‘Safety first’ for Chancellor Hammond

28 November 2017
Volume 31 · Issue 6

Given the weakness of the Conservative Government as a result of the General Election and the tortuous negotiations with the EU over Brexit, it was perhaps no surprise that Chancellor Philip Hammond’s Autumn Budget should have avoided, if not evaded, making any major changes to the tax regime for the majority of businesses and individual taxpayers. However, Charles Linaker, a tax partner with UNW, which has a dedicated Dental Business Unit headed by Alan Suggett, NASDAL media officer, says that the Chancellor will still have to find ways of raising extra tax from somewhere and warns that dentists should be on their guard.

Those who are currently self-employed will recall that, in his Spring Budget earlier this year, Hammond announced increases to the rate of Class 4 NIC from 9 per cent to 10 per cent and then from 10 per cent to 11 per cent, which he then had to withdraw with indecent haste when it was pointed out that they breached a manifesto pledge made at the 2015 General Election. Had the Government been in a stronger position, those increases would surely have been reintroduced, but the Chancellor confirmed that they will not now be implemented.

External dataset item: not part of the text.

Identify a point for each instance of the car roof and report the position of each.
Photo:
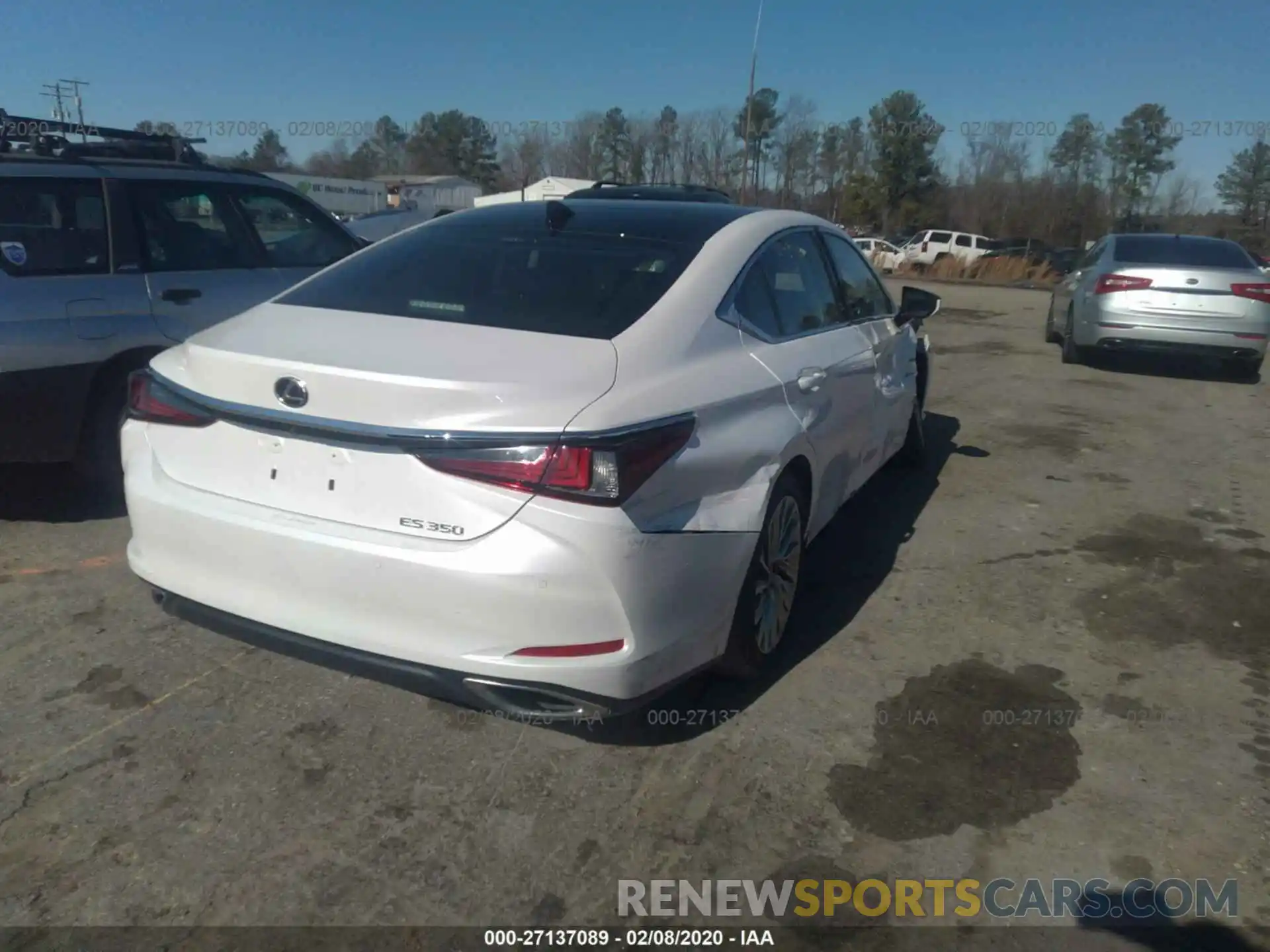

Similarly, dentists who operate via limited companies might have expected a possible reversal of the previously announced staged reduction in corporation tax rates, which many commentators thought could be implemented with relatively little controversy, not least because it would have been difficult for Labour to have opposed such a measure. But again, it was a case of no change as the Chancellor confirmed that 19 per cent would remain as the rate for three years from 1 April 2017 and then fall to 17 per cent from 1 April 2020.